The movement to examine, and reveal the risks caused by this form of extreme fossil fuel extraction is building with a focus on the United States where the fracking technology developed and is exported globally. The United States Environmental Protection Agency estimated in 2010 that “70 to 140 billion gallons of water are used to fracture 35,000 wells in the United States each year.”

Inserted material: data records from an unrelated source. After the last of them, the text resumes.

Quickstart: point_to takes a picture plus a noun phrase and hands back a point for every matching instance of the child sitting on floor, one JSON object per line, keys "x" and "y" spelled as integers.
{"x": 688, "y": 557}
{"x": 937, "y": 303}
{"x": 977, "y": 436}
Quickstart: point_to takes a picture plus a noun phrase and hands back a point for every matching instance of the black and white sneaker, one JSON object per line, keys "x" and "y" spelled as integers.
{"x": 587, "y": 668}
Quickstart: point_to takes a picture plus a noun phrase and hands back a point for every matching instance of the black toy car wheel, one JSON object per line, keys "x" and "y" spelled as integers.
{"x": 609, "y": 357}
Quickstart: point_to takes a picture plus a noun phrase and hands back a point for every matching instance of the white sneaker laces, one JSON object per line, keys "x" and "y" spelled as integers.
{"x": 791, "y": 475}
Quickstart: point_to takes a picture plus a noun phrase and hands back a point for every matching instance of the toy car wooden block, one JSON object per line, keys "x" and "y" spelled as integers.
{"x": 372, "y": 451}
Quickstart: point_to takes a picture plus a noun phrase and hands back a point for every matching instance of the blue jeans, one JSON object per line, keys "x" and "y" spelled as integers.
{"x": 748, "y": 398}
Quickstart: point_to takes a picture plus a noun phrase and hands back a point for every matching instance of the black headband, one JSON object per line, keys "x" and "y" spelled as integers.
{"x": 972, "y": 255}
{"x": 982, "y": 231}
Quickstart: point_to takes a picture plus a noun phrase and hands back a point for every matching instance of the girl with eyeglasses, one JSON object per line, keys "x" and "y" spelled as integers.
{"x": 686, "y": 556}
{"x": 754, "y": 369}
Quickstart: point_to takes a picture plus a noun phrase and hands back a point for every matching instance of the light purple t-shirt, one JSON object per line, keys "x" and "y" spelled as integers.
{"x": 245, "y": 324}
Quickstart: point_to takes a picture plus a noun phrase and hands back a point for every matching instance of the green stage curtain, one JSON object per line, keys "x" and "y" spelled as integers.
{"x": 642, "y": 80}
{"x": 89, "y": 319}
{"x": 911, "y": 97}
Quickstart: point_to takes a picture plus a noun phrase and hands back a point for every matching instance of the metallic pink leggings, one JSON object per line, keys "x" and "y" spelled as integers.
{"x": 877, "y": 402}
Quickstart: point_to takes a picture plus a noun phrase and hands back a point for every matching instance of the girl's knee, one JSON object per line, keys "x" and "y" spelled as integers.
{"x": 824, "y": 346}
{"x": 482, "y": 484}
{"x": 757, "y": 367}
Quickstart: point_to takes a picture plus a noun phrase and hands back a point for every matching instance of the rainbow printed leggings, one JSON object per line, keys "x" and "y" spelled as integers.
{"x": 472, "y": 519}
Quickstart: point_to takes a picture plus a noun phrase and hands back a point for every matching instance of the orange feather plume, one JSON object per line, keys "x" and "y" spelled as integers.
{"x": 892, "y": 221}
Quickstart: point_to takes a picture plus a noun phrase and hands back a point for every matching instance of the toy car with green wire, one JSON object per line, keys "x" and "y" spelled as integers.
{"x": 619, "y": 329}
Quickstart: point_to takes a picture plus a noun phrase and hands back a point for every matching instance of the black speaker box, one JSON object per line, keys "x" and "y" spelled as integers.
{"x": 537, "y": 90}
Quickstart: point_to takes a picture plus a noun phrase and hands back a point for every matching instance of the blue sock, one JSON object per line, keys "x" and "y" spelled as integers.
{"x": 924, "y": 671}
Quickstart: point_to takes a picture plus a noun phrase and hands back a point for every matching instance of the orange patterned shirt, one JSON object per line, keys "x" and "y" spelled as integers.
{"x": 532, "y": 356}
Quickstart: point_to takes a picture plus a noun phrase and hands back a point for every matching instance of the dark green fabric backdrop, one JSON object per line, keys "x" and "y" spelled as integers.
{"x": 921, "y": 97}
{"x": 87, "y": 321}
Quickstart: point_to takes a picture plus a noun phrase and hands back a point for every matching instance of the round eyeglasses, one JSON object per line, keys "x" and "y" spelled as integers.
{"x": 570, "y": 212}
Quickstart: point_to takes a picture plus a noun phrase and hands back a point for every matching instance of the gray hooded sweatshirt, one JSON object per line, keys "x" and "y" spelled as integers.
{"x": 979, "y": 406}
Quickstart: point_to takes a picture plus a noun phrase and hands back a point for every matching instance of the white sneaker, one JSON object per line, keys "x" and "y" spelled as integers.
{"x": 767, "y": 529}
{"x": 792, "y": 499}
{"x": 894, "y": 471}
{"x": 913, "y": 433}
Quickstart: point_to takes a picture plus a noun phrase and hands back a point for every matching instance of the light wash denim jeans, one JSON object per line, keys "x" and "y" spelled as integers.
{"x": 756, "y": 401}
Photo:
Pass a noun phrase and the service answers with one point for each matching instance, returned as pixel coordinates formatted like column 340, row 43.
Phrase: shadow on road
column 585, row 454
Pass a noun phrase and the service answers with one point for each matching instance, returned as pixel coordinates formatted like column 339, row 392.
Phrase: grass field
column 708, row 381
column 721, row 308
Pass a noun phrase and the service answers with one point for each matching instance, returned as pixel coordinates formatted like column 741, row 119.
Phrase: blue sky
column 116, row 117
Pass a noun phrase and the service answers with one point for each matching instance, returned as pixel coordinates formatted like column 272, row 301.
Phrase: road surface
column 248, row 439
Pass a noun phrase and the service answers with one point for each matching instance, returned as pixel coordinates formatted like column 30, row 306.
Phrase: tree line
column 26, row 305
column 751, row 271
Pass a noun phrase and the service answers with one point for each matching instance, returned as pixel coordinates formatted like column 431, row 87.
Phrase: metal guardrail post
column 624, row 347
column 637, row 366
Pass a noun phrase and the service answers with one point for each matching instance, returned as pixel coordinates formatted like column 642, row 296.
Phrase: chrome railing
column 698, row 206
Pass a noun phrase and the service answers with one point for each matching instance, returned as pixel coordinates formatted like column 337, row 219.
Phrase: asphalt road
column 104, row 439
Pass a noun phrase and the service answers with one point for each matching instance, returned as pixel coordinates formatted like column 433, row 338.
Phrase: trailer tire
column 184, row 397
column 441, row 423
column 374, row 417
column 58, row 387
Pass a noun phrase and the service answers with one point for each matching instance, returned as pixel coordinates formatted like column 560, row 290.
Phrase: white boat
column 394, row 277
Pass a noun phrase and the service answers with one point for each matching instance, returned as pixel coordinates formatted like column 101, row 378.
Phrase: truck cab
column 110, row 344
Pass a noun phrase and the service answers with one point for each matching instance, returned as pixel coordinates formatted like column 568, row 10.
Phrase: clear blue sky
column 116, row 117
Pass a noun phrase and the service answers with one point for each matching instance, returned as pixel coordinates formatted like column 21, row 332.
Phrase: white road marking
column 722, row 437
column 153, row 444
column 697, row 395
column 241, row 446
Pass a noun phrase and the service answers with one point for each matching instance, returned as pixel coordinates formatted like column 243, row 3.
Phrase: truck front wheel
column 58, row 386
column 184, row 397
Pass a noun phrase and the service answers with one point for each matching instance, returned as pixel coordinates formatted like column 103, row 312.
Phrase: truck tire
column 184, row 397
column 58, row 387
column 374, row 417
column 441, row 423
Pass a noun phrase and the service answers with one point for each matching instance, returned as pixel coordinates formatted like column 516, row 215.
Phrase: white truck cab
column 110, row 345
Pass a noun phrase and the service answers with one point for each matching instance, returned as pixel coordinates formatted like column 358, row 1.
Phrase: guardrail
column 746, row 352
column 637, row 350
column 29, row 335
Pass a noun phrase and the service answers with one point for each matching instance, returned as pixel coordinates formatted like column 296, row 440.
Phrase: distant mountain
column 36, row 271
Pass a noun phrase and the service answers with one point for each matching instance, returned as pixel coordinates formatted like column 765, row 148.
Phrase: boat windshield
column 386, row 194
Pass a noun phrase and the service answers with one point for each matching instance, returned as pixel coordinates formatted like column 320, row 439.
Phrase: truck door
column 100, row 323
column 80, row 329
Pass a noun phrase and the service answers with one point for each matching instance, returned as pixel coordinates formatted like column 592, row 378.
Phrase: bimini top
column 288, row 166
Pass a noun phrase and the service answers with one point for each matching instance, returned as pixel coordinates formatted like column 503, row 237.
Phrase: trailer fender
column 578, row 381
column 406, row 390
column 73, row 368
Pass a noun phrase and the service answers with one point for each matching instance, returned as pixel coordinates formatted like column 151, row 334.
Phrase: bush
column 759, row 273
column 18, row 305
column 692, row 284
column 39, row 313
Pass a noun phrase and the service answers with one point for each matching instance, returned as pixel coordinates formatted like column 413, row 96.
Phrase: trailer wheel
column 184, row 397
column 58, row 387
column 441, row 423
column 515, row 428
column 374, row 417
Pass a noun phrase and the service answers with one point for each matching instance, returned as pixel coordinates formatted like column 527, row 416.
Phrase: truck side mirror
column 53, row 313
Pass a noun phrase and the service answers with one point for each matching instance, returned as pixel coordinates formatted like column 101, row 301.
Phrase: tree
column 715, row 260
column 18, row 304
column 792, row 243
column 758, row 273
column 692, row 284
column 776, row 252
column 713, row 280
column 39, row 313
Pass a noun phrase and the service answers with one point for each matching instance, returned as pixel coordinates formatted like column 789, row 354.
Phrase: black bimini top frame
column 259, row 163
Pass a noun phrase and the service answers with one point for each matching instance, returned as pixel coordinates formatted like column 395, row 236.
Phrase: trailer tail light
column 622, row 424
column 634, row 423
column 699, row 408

The shale gas “play” is rapidly expanding both locally and internationally with cases of contaminated water and air and adverse health impacts being reported by hundreds and even thousands of people across the United States. The exact number is difficult to obtain as numerous non-disclosure agreements are made between citizens and the oil and gas industry where problems have been reported in drilling zones. So many people shared their stories on Saturday, whether from the stage or with me in person that it is apparent that the movement to stop fracking is building in the United States. Robert Finne from Heber Springs, Arkansas was asked to attend because he is on the advisory committee of the Oil and Gas Accountability Project (OGAP) to address grassroots needs and represent the hard hit state of Arkansas with so few people speaking out. Finne told me, “One day I woke up and realized I lived in gas land. I have compressor stations surrounding my house, I’ve got at least half a dozen frack sites all within a mile of my house and constant traffic that wasn’t there before, so I knew I needed to get involved.”
Rancher John Fenton from Pavillion, Wyoming says, “We got hit really hard by natural gas drilling; it began to affect our water and our way of life and disrupt the agriculture. The biggest impact for us are the health impacts our family has seen, our youngest son having seizures, my wife losing her smell and taste, our neighbors becoming sick but it’s also we’re losing our way of life.”